I found I couldn’t just toss boxes.  When I was shredding financial documents, a photo of my eldest daughter, a good friend’s son and their elementary school principal fell out of a bank envelope.  What if I threw out something that I wanted?  (Of course, the logical question is: would I know that I threw it out?)

I did manage to fill up the bed of the truck with more flotsam and jetsam for the Ex-Boyfriend to take to the dump.  But I suspect I should have discarded more.  Two decrepit boxes were labeled apartment 204.  We lived in Apt 204 in San Francisco thirty years ago.  These boxes were filled with papers from graduate school and hadn’t been opened since then.  I opened one, saw that I had support materials for graduate applications and then set the entire box aside because if I wanted to teach in Connecticut, I needed to produce SAT or GRE scores.  They might be in the box, and I couldn’t sort through it now.  I was running out of time.  These boxes made it on the truck along with a box of sample shampoos from under my bathroom sink that I meant to discard, financial papers from the last decade, a three foot shelf of classic vinyl, and boxes of hard drives that I should have smashed with a hammer and then taken to an electronic waste day somewhere.  My trash can was full.  I arranged for six bags of excess garbage to be picked up on trash day but still filled the trash can as soon as it was empty.

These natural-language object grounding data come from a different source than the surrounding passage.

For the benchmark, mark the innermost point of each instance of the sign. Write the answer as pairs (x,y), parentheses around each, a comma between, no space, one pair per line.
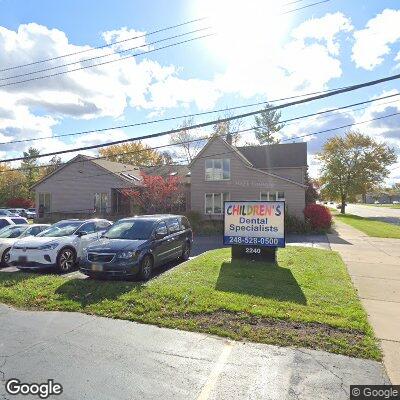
(254,223)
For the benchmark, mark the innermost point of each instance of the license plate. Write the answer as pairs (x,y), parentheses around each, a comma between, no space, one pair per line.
(97,267)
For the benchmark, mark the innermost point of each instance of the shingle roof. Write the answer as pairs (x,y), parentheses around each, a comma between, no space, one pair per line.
(276,155)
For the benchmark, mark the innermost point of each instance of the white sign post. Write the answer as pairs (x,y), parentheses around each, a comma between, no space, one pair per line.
(254,229)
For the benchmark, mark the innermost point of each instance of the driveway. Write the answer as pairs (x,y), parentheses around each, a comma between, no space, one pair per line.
(379,213)
(100,358)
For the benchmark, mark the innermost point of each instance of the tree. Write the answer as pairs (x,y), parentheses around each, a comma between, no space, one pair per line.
(30,168)
(186,141)
(158,194)
(228,129)
(267,124)
(135,153)
(353,163)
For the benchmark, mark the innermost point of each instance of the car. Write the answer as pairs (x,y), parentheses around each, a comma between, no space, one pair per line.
(59,247)
(11,220)
(11,233)
(132,247)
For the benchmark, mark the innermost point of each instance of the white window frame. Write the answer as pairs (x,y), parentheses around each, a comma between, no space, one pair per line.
(275,192)
(213,160)
(213,202)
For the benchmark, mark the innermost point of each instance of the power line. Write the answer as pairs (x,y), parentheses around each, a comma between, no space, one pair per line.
(102,46)
(226,119)
(106,62)
(194,115)
(202,139)
(104,55)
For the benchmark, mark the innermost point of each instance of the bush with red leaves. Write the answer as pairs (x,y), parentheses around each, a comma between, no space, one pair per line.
(19,202)
(318,216)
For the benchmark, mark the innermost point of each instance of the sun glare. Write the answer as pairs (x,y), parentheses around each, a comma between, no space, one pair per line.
(244,26)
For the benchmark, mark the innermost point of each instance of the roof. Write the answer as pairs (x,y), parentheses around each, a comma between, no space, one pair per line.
(285,155)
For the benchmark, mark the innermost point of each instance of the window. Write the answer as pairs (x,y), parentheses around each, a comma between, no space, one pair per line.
(173,225)
(214,202)
(45,201)
(101,202)
(272,196)
(218,170)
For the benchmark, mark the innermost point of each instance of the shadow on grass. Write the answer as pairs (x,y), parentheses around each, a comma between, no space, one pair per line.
(267,280)
(89,291)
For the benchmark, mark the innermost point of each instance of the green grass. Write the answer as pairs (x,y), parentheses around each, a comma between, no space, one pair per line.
(371,227)
(306,300)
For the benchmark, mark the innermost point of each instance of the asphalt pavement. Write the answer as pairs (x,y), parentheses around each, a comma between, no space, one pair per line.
(105,359)
(380,213)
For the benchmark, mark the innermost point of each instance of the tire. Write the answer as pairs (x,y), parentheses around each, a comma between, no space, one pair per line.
(5,258)
(66,260)
(185,252)
(146,268)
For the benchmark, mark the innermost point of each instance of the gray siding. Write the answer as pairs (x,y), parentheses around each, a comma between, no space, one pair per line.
(245,183)
(73,187)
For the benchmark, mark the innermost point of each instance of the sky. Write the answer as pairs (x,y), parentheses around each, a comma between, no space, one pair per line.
(260,50)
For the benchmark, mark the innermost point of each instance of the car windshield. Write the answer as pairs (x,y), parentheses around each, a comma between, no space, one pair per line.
(12,231)
(131,230)
(61,229)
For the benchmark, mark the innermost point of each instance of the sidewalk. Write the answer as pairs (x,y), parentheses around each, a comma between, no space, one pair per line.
(374,267)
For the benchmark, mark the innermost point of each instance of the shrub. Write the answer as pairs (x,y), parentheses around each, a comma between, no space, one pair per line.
(19,202)
(318,216)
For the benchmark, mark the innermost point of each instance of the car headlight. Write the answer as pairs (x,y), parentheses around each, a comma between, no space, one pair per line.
(50,246)
(126,255)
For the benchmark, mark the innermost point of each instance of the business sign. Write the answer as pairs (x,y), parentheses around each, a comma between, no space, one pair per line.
(254,223)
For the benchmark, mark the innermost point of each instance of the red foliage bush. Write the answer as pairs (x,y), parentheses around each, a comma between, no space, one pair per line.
(318,216)
(19,202)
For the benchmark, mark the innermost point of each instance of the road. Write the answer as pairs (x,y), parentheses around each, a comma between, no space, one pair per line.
(380,213)
(103,359)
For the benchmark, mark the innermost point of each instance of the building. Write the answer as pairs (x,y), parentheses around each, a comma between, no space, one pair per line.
(224,172)
(86,185)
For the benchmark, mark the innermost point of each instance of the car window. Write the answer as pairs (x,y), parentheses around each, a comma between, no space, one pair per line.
(130,229)
(101,225)
(173,225)
(66,228)
(12,231)
(18,221)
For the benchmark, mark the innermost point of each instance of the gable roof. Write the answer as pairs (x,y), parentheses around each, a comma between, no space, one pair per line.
(118,169)
(285,155)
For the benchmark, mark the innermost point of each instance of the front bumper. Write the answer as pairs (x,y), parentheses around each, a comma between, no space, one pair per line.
(32,258)
(116,268)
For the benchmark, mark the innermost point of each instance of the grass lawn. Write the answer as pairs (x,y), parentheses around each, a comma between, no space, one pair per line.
(370,227)
(306,299)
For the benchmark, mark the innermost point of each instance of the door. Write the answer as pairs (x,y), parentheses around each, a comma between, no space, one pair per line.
(162,245)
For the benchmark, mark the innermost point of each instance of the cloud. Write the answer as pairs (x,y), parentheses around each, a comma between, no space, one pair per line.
(373,42)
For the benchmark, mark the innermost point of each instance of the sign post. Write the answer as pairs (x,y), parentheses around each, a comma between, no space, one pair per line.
(254,229)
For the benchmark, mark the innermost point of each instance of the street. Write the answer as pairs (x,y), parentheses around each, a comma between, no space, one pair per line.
(100,358)
(381,213)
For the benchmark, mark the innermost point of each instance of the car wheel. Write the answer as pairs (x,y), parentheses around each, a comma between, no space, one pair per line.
(186,252)
(66,260)
(5,258)
(146,268)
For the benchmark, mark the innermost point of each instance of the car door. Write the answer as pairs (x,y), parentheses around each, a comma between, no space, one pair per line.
(162,246)
(174,238)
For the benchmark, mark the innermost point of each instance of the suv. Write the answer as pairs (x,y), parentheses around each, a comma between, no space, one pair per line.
(134,246)
(58,247)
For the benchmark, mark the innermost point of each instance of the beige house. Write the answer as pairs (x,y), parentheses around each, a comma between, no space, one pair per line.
(85,185)
(222,172)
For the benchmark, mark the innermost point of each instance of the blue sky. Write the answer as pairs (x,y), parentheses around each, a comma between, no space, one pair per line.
(258,55)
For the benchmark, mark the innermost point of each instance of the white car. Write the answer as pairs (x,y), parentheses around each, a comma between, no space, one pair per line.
(12,220)
(11,233)
(58,247)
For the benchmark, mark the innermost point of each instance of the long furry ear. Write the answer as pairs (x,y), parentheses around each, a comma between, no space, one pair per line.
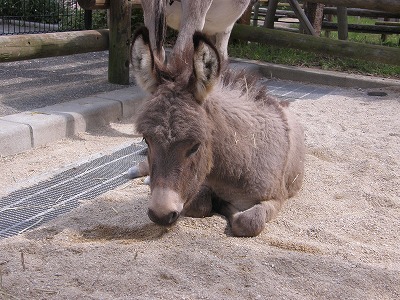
(206,66)
(143,61)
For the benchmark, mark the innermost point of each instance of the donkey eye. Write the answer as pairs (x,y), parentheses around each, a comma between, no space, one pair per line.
(193,150)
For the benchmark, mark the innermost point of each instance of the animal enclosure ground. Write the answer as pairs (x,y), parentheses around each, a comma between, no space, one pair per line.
(337,239)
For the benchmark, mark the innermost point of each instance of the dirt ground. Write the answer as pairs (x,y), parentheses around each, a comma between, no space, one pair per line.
(337,239)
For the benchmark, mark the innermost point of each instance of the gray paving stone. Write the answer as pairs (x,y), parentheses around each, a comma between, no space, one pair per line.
(14,138)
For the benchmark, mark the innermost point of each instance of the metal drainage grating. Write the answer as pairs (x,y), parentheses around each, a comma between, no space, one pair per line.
(29,207)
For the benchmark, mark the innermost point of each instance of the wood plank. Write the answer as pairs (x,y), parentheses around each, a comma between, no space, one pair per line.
(381,54)
(378,29)
(384,5)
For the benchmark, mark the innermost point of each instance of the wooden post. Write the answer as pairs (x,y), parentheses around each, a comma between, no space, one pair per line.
(120,35)
(315,13)
(305,23)
(280,38)
(343,27)
(246,17)
(270,16)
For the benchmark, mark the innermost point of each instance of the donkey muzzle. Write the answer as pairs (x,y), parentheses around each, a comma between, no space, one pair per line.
(164,220)
(165,206)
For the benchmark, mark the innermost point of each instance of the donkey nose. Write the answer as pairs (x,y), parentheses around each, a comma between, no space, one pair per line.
(164,220)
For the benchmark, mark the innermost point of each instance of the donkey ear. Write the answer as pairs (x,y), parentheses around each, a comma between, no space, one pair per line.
(143,62)
(206,66)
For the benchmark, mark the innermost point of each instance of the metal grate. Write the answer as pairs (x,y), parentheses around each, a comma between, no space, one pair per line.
(29,207)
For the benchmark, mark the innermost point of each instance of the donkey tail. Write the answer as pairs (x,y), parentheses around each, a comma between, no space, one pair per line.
(160,24)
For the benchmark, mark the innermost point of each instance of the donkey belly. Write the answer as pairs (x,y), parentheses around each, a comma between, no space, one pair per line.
(221,15)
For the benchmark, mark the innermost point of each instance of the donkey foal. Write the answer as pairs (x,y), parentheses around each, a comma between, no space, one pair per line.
(215,143)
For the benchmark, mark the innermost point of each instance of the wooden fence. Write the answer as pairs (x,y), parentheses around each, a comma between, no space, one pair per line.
(117,39)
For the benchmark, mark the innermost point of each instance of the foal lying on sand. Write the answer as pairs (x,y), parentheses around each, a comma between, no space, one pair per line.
(216,143)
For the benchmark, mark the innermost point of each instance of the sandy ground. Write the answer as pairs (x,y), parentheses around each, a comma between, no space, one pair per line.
(337,239)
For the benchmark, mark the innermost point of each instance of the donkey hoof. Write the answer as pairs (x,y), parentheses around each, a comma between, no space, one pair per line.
(133,172)
(146,181)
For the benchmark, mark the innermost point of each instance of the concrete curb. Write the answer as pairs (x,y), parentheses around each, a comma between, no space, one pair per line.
(26,130)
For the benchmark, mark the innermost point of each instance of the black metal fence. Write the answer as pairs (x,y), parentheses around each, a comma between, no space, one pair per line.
(40,16)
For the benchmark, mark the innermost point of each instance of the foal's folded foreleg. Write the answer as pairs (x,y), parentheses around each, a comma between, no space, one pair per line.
(250,222)
(201,205)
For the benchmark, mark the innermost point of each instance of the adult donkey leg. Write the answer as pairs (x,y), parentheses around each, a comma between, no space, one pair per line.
(192,20)
(252,221)
(154,19)
(221,42)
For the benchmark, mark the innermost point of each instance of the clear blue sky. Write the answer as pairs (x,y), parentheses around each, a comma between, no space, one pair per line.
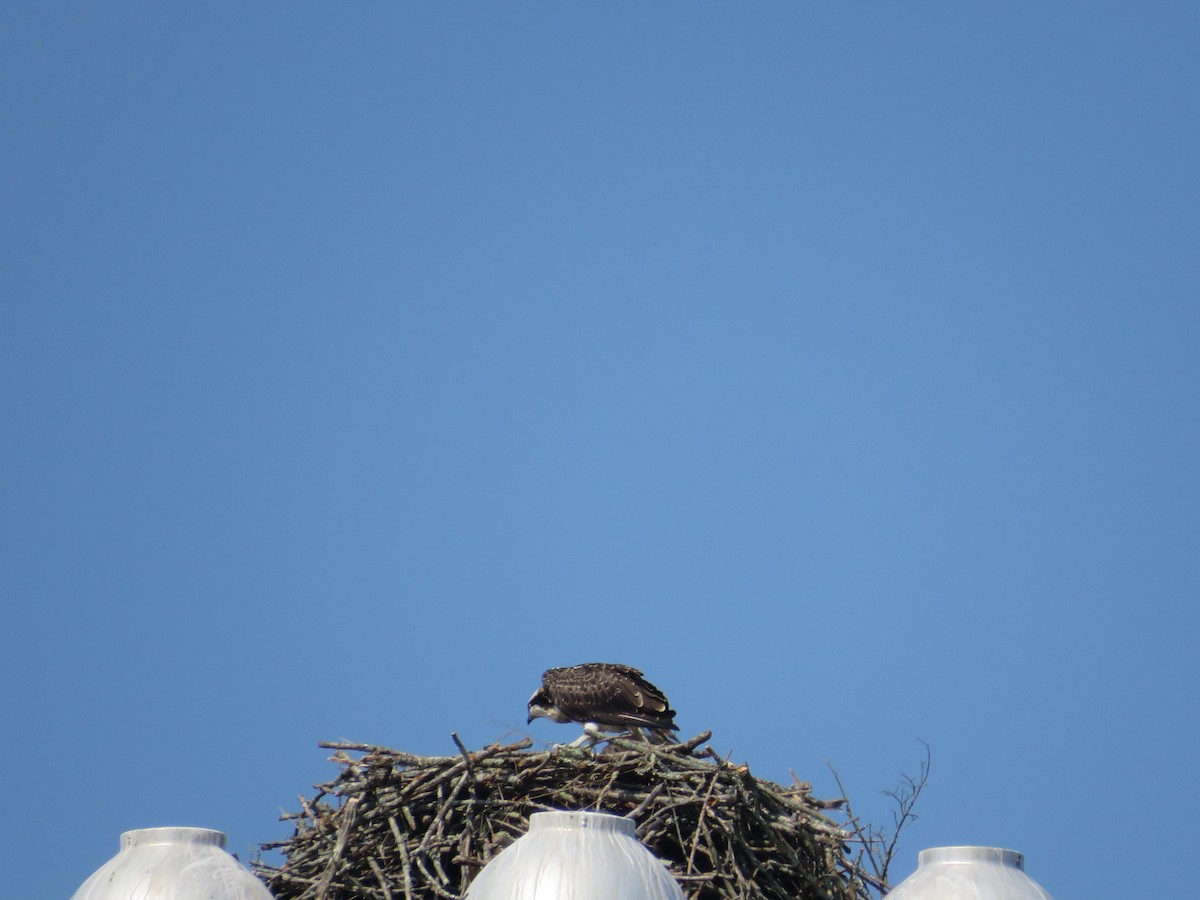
(837,364)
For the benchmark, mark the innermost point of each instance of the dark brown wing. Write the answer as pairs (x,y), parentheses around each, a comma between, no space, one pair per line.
(609,694)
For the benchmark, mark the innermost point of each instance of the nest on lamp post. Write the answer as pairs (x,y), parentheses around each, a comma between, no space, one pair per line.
(394,825)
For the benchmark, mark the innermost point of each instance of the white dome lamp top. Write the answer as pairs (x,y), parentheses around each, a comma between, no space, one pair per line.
(576,856)
(173,864)
(969,874)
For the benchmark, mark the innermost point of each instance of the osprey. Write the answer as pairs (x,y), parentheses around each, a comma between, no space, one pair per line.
(603,694)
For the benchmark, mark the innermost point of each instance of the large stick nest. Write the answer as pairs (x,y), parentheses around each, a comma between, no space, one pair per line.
(394,825)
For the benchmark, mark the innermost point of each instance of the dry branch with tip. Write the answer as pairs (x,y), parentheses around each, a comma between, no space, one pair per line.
(394,825)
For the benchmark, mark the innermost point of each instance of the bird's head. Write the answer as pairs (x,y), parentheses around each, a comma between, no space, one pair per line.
(543,707)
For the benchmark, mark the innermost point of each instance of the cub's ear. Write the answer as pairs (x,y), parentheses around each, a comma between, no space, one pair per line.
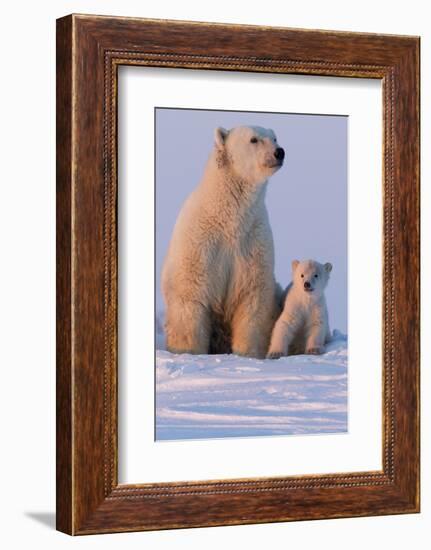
(220,135)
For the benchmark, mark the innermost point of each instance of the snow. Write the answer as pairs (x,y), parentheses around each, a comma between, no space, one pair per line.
(214,396)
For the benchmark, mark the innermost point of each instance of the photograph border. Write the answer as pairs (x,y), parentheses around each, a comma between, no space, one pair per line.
(89,51)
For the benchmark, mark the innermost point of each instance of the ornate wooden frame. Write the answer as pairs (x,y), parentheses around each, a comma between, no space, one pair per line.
(89,51)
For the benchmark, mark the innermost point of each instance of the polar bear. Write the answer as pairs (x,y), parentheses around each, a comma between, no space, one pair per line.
(218,275)
(303,325)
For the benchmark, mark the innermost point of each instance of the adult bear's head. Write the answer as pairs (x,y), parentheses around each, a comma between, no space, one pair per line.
(251,152)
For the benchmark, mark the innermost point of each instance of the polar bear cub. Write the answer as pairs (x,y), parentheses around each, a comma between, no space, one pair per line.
(303,325)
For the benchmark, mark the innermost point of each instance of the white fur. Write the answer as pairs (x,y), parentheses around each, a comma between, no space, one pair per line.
(303,325)
(220,260)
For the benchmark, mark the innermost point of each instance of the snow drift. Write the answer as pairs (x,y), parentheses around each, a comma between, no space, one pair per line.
(207,396)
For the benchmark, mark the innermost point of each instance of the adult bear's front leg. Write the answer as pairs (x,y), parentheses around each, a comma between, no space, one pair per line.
(252,325)
(188,327)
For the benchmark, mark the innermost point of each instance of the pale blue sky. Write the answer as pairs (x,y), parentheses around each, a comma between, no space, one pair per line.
(306,199)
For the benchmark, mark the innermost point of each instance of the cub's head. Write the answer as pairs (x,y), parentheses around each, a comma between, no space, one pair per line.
(310,277)
(252,152)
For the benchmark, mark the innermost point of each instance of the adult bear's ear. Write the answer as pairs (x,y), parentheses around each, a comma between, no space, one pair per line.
(220,135)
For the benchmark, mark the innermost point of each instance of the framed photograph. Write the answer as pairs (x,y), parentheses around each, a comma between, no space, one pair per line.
(237,274)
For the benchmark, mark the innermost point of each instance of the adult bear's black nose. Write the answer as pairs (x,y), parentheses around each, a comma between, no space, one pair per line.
(279,153)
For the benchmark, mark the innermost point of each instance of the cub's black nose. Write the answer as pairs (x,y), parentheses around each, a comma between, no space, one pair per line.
(279,153)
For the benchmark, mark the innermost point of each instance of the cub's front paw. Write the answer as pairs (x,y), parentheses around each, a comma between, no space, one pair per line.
(315,351)
(274,355)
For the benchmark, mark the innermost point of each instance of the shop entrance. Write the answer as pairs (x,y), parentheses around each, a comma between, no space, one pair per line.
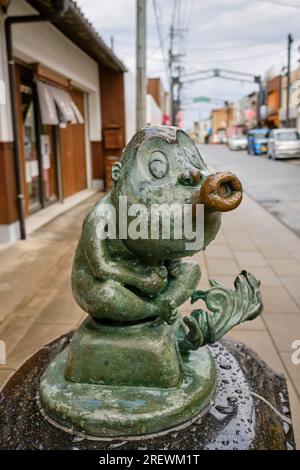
(37,147)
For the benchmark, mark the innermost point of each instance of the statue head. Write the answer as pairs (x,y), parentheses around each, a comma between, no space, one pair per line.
(162,165)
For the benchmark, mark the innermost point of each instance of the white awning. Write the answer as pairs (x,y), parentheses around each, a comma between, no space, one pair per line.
(57,106)
(47,104)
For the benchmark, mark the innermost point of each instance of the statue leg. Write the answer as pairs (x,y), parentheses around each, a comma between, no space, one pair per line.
(110,300)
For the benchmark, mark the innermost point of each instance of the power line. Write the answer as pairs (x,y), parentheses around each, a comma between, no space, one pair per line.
(284,4)
(234,59)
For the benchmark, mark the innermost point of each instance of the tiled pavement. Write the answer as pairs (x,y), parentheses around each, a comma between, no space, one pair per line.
(36,304)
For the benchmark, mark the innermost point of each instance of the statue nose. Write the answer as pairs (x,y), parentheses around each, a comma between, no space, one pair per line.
(221,192)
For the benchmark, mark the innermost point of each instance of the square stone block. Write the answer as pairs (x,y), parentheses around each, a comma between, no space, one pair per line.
(133,355)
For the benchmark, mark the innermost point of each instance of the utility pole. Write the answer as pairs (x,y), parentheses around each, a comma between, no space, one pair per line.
(141,79)
(257,80)
(288,80)
(170,64)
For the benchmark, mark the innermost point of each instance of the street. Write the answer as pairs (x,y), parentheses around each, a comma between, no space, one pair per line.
(273,184)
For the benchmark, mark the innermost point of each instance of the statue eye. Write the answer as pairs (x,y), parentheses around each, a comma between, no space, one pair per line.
(158,165)
(193,157)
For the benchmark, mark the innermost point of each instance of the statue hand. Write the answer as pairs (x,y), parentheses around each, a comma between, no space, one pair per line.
(168,311)
(153,281)
(174,267)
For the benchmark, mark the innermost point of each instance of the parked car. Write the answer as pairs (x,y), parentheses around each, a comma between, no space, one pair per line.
(258,141)
(238,142)
(284,143)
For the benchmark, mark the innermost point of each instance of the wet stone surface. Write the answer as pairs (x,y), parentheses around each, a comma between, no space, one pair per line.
(250,411)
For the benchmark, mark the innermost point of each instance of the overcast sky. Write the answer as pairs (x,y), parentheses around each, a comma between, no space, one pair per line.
(242,35)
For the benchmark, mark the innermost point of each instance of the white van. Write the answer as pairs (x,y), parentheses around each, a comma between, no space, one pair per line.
(284,143)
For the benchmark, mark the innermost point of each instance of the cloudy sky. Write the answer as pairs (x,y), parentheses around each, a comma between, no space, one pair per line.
(242,35)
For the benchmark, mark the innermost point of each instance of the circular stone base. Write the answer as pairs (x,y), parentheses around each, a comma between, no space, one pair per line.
(118,411)
(250,410)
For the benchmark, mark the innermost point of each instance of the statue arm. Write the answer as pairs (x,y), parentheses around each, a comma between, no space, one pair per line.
(128,272)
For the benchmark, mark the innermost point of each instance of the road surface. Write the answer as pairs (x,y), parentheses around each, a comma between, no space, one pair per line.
(273,184)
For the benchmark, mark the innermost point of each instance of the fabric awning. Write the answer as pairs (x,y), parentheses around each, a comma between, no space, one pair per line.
(47,104)
(57,106)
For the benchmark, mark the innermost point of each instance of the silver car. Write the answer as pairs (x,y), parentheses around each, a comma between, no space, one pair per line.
(284,143)
(238,142)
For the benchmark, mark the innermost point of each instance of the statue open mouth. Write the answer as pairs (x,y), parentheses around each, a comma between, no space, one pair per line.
(221,192)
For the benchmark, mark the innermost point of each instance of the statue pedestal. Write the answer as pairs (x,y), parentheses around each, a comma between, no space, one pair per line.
(250,409)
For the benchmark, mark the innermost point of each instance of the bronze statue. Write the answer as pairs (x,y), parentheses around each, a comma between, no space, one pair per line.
(135,366)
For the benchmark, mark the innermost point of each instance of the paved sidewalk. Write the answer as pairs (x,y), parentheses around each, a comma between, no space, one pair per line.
(36,303)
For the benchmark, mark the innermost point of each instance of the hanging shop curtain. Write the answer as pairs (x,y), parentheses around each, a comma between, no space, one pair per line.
(57,106)
(47,104)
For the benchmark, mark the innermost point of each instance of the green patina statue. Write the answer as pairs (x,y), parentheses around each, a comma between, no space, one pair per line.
(135,366)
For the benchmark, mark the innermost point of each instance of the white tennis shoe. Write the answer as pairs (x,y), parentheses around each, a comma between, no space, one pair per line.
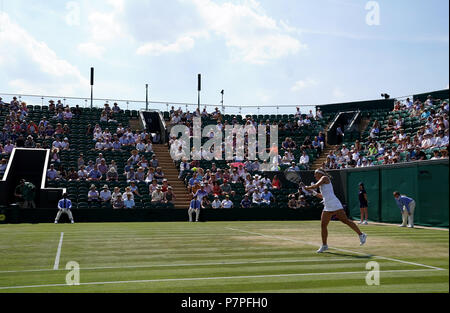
(322,248)
(362,239)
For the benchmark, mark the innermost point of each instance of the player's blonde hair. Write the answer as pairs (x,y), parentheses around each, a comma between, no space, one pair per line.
(322,172)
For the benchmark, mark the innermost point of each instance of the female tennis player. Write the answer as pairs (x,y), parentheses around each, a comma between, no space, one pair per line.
(332,206)
(363,204)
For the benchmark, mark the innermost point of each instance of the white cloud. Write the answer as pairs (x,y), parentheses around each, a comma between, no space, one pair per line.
(157,48)
(338,93)
(249,33)
(244,28)
(91,49)
(29,65)
(302,84)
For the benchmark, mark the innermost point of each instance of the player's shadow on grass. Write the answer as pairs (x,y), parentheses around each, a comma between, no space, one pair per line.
(368,256)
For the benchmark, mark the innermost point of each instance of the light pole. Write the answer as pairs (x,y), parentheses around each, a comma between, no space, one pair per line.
(146,97)
(92,86)
(199,88)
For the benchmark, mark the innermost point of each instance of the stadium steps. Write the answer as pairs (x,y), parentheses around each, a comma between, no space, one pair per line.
(171,173)
(323,157)
(135,124)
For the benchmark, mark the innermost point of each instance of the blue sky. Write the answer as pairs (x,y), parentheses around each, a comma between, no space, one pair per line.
(261,52)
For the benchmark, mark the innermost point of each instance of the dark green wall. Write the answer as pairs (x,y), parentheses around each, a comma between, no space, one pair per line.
(425,182)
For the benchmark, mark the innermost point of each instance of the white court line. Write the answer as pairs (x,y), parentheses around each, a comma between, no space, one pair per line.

Every spring home magazines publish articles on how to reduce clutter, how to live a simple life, how to discard.  I read; I purge the surface areas; I organize papers but I never dig deeply into the places where I regulate the things I don’t want to think about.  Decluttering your life takes time.  So does grading essays, writing lesson plans, grocery shopping, and spending time with your family.  It is easy to discard the small things.  It’s harder to remember that you have to go back and toss the things you no longer need (old tax files).   You have to let go of the clutter in your life.  Letting go of objects is like letting go of a relationship.  You have nothing left in common but memories.  But the memories make you feel like you have to hold on.  Like relationships, dealing with things you no longer need can be painful.  I know that I am hoarding toys and rubbish from the girls’ lives.  Much of this should go.  I have to steel myself to remember and let go.  I have to sort and discard.  I’ll be going to the dump with bags of papers I no longer need and to Good Will with the toys that someone might want after I unpack next month.

If you are wondering about the bird’s nest in the first paragraph, the nest is still in the drawer.  I have a grandson on the way.  Don’t little boys like looking at cool things like a bird’s nest?